OXFORD, Miss. – A dead body, blood spatter, guns, bullets and DNA samples – all fake – offered gifted Oxford Middle School students a unique opportunity to test their forensic skills Wednesday (April 8) at the University of Mississippi.
About 80 seventh- and eighth-graders in the OMS Launch program visited the campus as part of a two-week unit on forensics they’re studying.
Led by Murrell Godfrey, UM forensic chemistry program director, and his students, the group spent the morning honing their detective skills while examining the “evidence” throughout select classrooms and labs in Coulter Hall. Graduate and undergraduate forensic chemistry students demonstrated the proper procedures for analyzing the staged evidence recovered from the mock crime scene.
“Our mock crime scene contained murdered dummies with fake blood for DNA and toxicology analysis,” said Godfrey, associate professor of chemistry and biochemistry. “We also had real spent bullets and pretend guns for ballistics analysis, along with fingerprints, hairs and fibers for trace analysis.”
UM students emphasized the importance of preventing contamination, as well as keeping the chain of custody intact from the time evidence is collected at the crime scene through the analysis process.

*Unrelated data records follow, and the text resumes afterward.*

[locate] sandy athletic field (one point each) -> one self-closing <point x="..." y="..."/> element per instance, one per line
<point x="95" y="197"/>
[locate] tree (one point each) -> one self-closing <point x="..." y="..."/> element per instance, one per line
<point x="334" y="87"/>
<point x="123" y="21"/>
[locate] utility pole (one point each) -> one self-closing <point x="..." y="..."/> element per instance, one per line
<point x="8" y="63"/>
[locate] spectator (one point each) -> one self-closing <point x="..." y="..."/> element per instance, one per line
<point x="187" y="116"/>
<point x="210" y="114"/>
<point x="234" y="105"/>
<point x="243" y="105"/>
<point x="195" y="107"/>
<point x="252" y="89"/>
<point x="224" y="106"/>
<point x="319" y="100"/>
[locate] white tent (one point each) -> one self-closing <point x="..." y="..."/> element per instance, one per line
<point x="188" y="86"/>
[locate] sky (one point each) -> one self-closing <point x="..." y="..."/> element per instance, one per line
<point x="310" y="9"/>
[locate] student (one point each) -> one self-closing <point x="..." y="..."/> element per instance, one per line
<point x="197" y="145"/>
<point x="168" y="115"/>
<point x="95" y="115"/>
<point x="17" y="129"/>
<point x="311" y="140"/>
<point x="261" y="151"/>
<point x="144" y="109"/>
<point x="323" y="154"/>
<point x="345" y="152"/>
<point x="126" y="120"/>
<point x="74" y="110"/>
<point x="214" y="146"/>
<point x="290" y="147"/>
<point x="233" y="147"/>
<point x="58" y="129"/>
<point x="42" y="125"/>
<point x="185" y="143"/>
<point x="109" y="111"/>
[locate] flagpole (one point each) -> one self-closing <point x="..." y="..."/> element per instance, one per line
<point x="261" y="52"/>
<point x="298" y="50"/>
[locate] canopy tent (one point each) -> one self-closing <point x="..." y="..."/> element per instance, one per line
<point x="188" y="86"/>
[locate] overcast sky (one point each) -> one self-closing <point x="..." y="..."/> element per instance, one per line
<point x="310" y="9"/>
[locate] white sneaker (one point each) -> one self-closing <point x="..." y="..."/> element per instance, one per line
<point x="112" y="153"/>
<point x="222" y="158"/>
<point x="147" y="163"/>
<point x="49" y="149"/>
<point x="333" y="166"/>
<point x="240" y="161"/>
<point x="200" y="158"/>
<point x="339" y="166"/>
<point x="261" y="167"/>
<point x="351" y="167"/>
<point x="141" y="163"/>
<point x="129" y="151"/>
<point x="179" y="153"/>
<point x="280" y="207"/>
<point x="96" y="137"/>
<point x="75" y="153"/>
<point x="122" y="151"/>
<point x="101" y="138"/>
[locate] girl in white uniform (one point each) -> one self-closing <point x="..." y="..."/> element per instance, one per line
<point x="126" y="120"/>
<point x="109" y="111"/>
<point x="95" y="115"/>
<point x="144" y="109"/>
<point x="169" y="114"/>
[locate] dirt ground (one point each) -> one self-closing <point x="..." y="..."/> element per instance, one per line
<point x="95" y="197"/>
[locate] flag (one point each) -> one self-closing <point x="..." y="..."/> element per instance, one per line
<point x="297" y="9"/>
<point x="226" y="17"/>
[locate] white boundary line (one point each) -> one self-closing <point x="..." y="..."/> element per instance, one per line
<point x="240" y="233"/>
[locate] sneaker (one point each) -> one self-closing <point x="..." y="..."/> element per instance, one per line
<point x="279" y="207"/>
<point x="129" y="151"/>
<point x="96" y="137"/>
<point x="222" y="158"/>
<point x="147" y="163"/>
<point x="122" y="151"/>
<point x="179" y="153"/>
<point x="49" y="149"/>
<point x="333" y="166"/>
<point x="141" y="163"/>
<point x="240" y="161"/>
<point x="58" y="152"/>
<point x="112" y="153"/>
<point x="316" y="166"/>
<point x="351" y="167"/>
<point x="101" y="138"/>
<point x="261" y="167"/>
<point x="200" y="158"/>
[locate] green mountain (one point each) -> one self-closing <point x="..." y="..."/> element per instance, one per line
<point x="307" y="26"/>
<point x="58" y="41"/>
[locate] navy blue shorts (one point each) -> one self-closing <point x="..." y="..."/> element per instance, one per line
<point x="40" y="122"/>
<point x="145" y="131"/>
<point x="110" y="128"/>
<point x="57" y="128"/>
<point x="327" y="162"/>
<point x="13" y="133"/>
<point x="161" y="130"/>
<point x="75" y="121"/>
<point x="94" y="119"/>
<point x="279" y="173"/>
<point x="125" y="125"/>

Divided into five smaller groups, the OMS students rotated through the different forensic stations. At each station, they analyzed their samples and collected data.
“Fake blood was collected and analyzed to develop a DNA profile and toxicological report,” Godfrey said. “Finger prints were lifted from the gun to determine who touched the gun. Bullets were analyzed with a comparison microscope to determine what gun fired the bullets found at crime scene.”
The event culminated with a moot court (mock trial) where the students defended their analyses as expert witnesses.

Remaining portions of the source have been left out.